The Single Tax
- Editor: John Paul
- Frequency: Monthly
- First issue: June 1894
- Final issue: June 1902
- Country: United Kingdom
- Language: English

= The Single Tax =

The Single Tax was a monthly newspaper launched in June 1894 and published in Glasgow by the Scottish Land Restoration Union. The periodical changed its name in June 1902 to Land Values, which subsequently became, in June 1919, the contemporary magazine Land&Liberty.

According to its first and only editor, John Paul:

"The idea of the paper was first mooted by James O’Donnell Derrick, a young Glasgow Irishman who had joined the reorganised Scottish League shortly after it was formed in 1890. ... There were many conversations over the proposal, but no great enthusiasm for it. ... But Derrick was insistent. He was a man with a vision. He had made up his mind that the need of the land reform movement was a monthly organ."

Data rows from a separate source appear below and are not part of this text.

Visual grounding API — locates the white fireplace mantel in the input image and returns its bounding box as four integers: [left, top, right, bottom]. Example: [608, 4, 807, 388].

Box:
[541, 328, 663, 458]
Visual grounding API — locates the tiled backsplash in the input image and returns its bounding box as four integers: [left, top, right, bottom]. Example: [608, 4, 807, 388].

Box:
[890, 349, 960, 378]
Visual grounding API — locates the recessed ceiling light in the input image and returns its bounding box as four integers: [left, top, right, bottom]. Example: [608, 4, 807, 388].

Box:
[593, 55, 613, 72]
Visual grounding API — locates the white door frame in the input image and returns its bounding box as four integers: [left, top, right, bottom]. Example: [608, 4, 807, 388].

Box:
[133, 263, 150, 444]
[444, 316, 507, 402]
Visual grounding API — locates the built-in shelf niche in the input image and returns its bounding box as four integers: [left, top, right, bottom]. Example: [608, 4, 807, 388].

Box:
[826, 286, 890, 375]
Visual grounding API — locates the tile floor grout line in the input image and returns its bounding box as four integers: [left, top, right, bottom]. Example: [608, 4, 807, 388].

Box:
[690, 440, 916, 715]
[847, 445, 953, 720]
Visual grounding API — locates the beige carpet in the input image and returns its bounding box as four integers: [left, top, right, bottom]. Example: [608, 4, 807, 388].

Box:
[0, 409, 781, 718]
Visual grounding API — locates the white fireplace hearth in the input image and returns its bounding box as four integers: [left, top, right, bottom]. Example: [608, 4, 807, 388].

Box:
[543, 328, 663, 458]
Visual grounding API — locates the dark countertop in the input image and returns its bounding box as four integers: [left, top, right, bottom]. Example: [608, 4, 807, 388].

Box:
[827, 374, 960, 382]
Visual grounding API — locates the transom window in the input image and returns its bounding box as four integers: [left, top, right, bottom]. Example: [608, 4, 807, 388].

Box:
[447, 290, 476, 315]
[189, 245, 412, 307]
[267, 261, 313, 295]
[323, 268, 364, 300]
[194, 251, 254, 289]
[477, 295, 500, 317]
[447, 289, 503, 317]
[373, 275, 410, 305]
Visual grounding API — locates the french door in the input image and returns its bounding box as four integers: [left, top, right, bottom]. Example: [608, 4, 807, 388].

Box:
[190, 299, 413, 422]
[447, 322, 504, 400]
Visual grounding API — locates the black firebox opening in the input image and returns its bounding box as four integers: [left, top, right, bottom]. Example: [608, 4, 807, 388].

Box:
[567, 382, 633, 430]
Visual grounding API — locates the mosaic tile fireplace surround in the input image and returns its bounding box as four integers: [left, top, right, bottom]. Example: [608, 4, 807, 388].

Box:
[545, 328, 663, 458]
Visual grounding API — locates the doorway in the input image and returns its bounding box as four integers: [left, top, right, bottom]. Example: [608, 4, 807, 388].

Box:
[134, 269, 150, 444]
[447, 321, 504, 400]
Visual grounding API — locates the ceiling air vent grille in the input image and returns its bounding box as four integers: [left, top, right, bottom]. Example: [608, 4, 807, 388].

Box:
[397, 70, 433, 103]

The first issue set out "Our Mission":

"The Single Tax, briefly, is a proposal to take the values of land, apart from improvements, in taxation, for public purposes, and to relieve industry of the burdens of taxation. It is a simple remedy, merely a transferring of taxation from labour and the products of labour to land values. But we claim for it that it ... is the key to the solution of the wider problem now confronting civilisation, and which, as John Ruskin says, 'Society must settle or it will settle society'. ... We believe land monopoly to be the bottom cause of all the trouble, and we urge the remedy advanced by Henry George, the Single Tax..."

—with the 'Object' of "the restoration of the land to the people".

Proprietorship of the periodical passed in 1898/9 to the Scottish Single Tax League. Responsibility for publication passed in 1901 to Paul, and later in the year to Paul and associate Fred Verinder together.

The final issue of The Single Tax prior to its change of name, addressed its readers thus:

"We have pleaded and argued as politicians, not for twenty shillings in the pound, but for a beginning, for the taxation of land values, and that is how the question is coming along - the thin end of the wedge. The name Single Tax does not quite convey to those who have a listening ear for this 'expedient, necessary, and too-long-delayed measure of justice', that the paper is specially devoted to the taxation of land values. ... The change in the name of the paper is to assist all who are going with it, or who can go with it to a successful issue".

Ninety-six issues of the newspaper (in eight annual volumes) appeared in its eight years of publication.